Игра в классики на незнакомых планетах (Голдин) - страница 147

Теперь она смотрит на Ланглуа.

— Тебя будут жечь на костре, — говорит он. Девушка ежится, но ее глаза уже глядят поверх пламени.

— Ну... Это же не очень долго. Господь не даст, чтобы это было очень долго. А потом сразу на небо.


***

Ланглуа повертел головой, стряхивая прошлое. Настоящее оставалось прежним. Охранники, скорее всего, заподозрили неладное. В коридоре уже раздавались шаги, и грохот, и через дверь было слышно, что они вооружены.

— Мишель Ланглуа! Вы арестованы по обвинению в государственной измене!

Серьезные голоса. ДСТ, а то и ЦРУ. «И во что мы с тобой вляпались, дружище?» — поглядел он на компьютер. Провел рукой по клавиатуре. Теплая. Ничего. Это не очень долго. А потом — сразу на небо.

— Отойдите! — прокричал он в коридор. — Здесь сейчас рванет!

Ему жалко было машину. «Лучше бы ты подумал о миллионах евреев. Лучше бы ты подумал о Хиросиме».

— Не делайте глупостей, Ланглуа! — из-за двери. — Ради всего святого, почему?

Он расстегнул куртку, рука потянулась к поясу. Не ошибиться бы. Через секунду мир вокруг превратится в костер.

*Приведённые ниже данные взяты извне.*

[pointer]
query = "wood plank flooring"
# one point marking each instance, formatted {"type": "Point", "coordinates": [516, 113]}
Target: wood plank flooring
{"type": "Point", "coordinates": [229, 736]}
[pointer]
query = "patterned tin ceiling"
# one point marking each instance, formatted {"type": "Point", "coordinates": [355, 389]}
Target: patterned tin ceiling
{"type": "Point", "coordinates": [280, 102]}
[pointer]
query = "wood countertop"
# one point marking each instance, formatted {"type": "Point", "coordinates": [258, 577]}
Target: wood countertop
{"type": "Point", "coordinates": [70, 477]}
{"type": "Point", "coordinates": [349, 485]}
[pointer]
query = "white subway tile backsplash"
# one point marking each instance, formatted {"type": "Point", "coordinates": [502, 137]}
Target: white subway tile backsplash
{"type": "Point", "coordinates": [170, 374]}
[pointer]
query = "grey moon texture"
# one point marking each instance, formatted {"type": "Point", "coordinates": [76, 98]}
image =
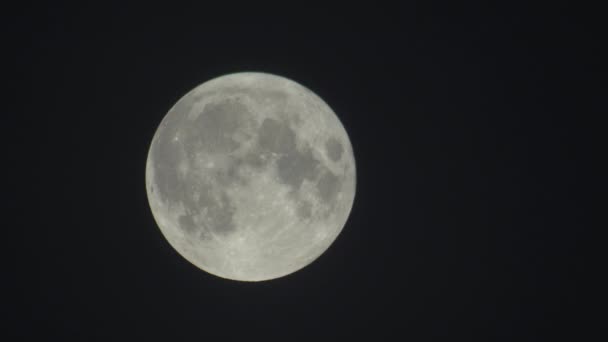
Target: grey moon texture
{"type": "Point", "coordinates": [250, 176]}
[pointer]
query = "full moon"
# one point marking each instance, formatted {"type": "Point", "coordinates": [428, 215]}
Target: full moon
{"type": "Point", "coordinates": [250, 176]}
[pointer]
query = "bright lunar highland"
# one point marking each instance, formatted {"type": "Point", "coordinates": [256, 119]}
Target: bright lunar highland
{"type": "Point", "coordinates": [250, 176]}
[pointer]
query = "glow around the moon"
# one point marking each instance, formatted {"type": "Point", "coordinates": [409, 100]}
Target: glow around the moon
{"type": "Point", "coordinates": [250, 176]}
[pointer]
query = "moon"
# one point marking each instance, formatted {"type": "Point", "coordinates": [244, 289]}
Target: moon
{"type": "Point", "coordinates": [250, 176]}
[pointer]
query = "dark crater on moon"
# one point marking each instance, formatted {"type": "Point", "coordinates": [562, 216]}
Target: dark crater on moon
{"type": "Point", "coordinates": [334, 149]}
{"type": "Point", "coordinates": [214, 129]}
{"type": "Point", "coordinates": [207, 207]}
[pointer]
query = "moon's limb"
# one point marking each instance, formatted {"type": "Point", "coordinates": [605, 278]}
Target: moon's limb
{"type": "Point", "coordinates": [250, 176]}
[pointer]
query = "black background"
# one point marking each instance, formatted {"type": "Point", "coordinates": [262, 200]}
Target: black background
{"type": "Point", "coordinates": [472, 133]}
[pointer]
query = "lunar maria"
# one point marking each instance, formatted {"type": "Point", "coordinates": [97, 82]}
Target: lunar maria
{"type": "Point", "coordinates": [250, 176]}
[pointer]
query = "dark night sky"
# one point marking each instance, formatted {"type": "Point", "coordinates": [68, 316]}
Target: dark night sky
{"type": "Point", "coordinates": [472, 132]}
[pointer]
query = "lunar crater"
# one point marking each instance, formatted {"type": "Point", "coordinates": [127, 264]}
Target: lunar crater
{"type": "Point", "coordinates": [250, 176]}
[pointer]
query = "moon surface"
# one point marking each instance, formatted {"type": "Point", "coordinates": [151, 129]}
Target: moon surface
{"type": "Point", "coordinates": [250, 176]}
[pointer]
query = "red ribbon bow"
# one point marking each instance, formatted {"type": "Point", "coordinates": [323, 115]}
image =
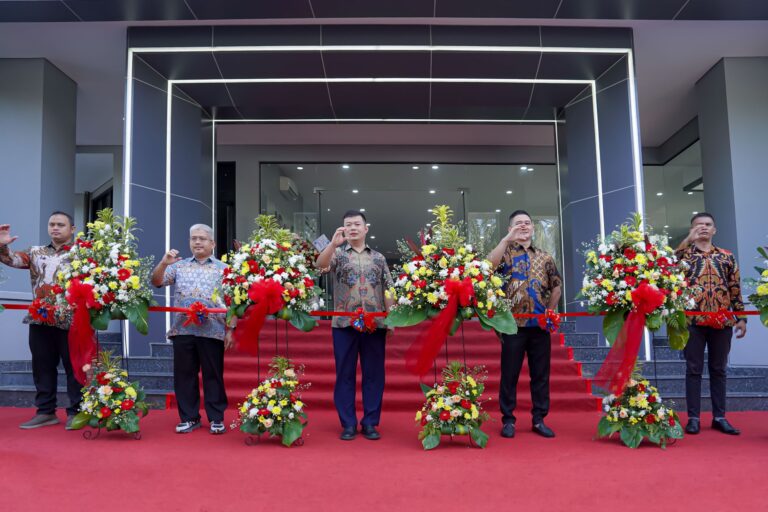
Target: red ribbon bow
{"type": "Point", "coordinates": [549, 321]}
{"type": "Point", "coordinates": [267, 298]}
{"type": "Point", "coordinates": [422, 352]}
{"type": "Point", "coordinates": [364, 321]}
{"type": "Point", "coordinates": [620, 361]}
{"type": "Point", "coordinates": [82, 347]}
{"type": "Point", "coordinates": [196, 314]}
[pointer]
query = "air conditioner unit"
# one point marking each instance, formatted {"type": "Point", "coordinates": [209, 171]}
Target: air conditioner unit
{"type": "Point", "coordinates": [288, 188]}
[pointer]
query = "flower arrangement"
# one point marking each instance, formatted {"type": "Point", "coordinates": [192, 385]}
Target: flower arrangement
{"type": "Point", "coordinates": [759, 299]}
{"type": "Point", "coordinates": [633, 270]}
{"type": "Point", "coordinates": [275, 407]}
{"type": "Point", "coordinates": [638, 413]}
{"type": "Point", "coordinates": [110, 400]}
{"type": "Point", "coordinates": [271, 274]}
{"type": "Point", "coordinates": [454, 407]}
{"type": "Point", "coordinates": [445, 267]}
{"type": "Point", "coordinates": [104, 273]}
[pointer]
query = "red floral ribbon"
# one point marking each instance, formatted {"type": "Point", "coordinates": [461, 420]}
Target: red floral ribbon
{"type": "Point", "coordinates": [549, 321]}
{"type": "Point", "coordinates": [197, 313]}
{"type": "Point", "coordinates": [620, 361]}
{"type": "Point", "coordinates": [364, 321]}
{"type": "Point", "coordinates": [42, 312]}
{"type": "Point", "coordinates": [267, 298]}
{"type": "Point", "coordinates": [82, 346]}
{"type": "Point", "coordinates": [422, 352]}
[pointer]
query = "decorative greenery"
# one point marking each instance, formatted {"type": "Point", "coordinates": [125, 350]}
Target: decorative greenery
{"type": "Point", "coordinates": [275, 407]}
{"type": "Point", "coordinates": [639, 413]}
{"type": "Point", "coordinates": [110, 400]}
{"type": "Point", "coordinates": [627, 260]}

— Говорят вам — Бог любит Францию!


Примечание автора

У любого уважающего себя писателя должен быть рассказ про Жанну д’Арк. Вот и у меня есть. В моем воображении текст был очень длинным и всеобъемлющим, но писался он на конкурс фантастических рассказов «Блэк-Джек», и почти половину для соответствия условиям пришлось обрезать. Обрезанное, как у меня обычно бывает, не сохранилось. Судя по тому, что людям рассказ нравится, укорочение пошло ему только на пользу, а мне вот он до сих пор кажется недоделанным... Впрочем, судить, наверное, все равно уже не мне, а читателю.

Перспектива

— Подъем! Встаем, встаем, быстренько встаем! Ну-ка раз, два, глазки открыли, солнышку улыбнулись!

Про солнышко — скорей по привычке. Город намалеван импрессионистки-серым, небо, как ни взглянешь, в неопрятных потеках, воздух — землистый, как лица живущих здесь.

— Кто тут десятый сон досматривает? Томаш! Вечером досмотришь! Ривеле, помоги Вильме!

Маленькая Соня упорно тянет ее за рукав:

— Ба-антик... Мамин ба-антик!

— А я видела, это Давид спрятал...

— А чего она ябедничает?

— Ой, на мою голову... — шутливо ругается Симона.

От прежнего дома у них остался распорядок; Симона и дети цепляются за него, как погорелец — за остатки пожитков. Подъем, умывание, завтрак — хоть нехитрая приютская еда теперь тоже отошла в мир фантазии. Хлеб, яблоки, тарелки с ненавидимой прежде овсянкой зазывно смотрят с рисунков на стенах.

Город страшит монохромностью — черный, белый, как снег, который их выгоняют разгребать, серый, как грязный снег. Есть еще цвет — яркий, — но на него Симона не дает детям смотреть.